Religion In Public Schools

Why It's A Church/State Separation Issue

Parents & students should make their own decisions about religion.

Parents should feel comfortable sending their children to public schools and not fear that they will be preached to or forced to pray according to someone else’s faith tradition. Students may engage in truly voluntary prayer, may read the Bible in a non-disruptive way and may form religious clubs that meet after school—but it has to be their choice. They can also talk to fellow students about religion, so long as it isn’t harassing. But public schools may not pressure students to engage in prayer or other religious activities.

The separation of church and state ensures that:

Public schools can teach, but not preach, about religion.
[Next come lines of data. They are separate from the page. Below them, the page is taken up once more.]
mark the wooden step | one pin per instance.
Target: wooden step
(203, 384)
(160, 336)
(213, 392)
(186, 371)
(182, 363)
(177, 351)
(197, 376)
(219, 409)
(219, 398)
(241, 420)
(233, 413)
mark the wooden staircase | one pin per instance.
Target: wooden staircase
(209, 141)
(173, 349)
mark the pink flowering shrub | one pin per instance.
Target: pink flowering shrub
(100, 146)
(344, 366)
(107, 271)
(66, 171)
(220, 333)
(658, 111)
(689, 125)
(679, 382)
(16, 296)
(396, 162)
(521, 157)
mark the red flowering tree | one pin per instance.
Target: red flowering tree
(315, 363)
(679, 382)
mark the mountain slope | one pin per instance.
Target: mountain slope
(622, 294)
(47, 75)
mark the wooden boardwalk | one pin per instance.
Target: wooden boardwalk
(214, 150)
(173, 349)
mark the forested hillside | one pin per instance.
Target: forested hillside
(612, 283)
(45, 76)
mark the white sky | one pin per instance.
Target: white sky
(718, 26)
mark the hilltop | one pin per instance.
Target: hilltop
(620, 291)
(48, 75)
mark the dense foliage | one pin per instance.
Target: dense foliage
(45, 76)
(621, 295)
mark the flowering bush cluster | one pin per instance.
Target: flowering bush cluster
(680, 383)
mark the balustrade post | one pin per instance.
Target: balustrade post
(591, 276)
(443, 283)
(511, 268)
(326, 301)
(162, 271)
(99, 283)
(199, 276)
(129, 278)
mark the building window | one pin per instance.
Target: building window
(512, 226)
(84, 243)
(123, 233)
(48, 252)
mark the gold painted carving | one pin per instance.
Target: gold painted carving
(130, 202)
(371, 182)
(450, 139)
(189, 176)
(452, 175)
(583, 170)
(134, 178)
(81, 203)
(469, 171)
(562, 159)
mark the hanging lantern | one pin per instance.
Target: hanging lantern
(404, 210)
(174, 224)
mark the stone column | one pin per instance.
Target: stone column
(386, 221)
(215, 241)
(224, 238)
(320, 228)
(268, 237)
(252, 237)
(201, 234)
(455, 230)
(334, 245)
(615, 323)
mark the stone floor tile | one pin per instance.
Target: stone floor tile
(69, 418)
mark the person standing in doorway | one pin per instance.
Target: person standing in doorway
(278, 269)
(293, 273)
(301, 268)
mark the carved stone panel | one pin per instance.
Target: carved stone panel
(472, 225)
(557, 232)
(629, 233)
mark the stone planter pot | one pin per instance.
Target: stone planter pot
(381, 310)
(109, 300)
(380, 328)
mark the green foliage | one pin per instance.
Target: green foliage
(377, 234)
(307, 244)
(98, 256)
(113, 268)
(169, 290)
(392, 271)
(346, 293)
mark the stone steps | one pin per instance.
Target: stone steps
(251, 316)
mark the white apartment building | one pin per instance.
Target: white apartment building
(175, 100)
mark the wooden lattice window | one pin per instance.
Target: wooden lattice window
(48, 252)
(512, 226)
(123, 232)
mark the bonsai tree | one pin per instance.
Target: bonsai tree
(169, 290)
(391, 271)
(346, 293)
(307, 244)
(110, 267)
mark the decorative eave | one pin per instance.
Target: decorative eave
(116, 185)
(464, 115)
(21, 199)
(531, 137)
Public schools may instruct students about religion in an even-handed, objective manner, such as discussing the impact of religion on history, art, music and literature, or teaching a course on comparative religion. But they may not teach religiously based curriculum.

Sound science and history is taught in public schools. Public schools may not teach religious doctrine, like creationism and intelligent design, in science class, nor may they disparage proven scientific theories like evolution because some believe it conflicts with their religion. Further, public schools may not teach inaccurate versions of American history that are based on religious teachings.


Students feel like part of their school community. They aren’t singled out or excluded because they have different religious beliefs— or none. School assemblies with religious content and coaches who lead prayers in the locker room, for example, alienate students who belong to minority religions or are nontheists, and discourage many students from fully participating in school life. School officials may not punish students for refusing to participate in these religious activities.

Your taxpayer dollars fund secular education, not religious education. No one should be forced to fund religious education whether they disagree—or even agree—with what is taught. That is why public schools should not promote religion, and why taxpayer dollars should never pay for tuition at private religious schools.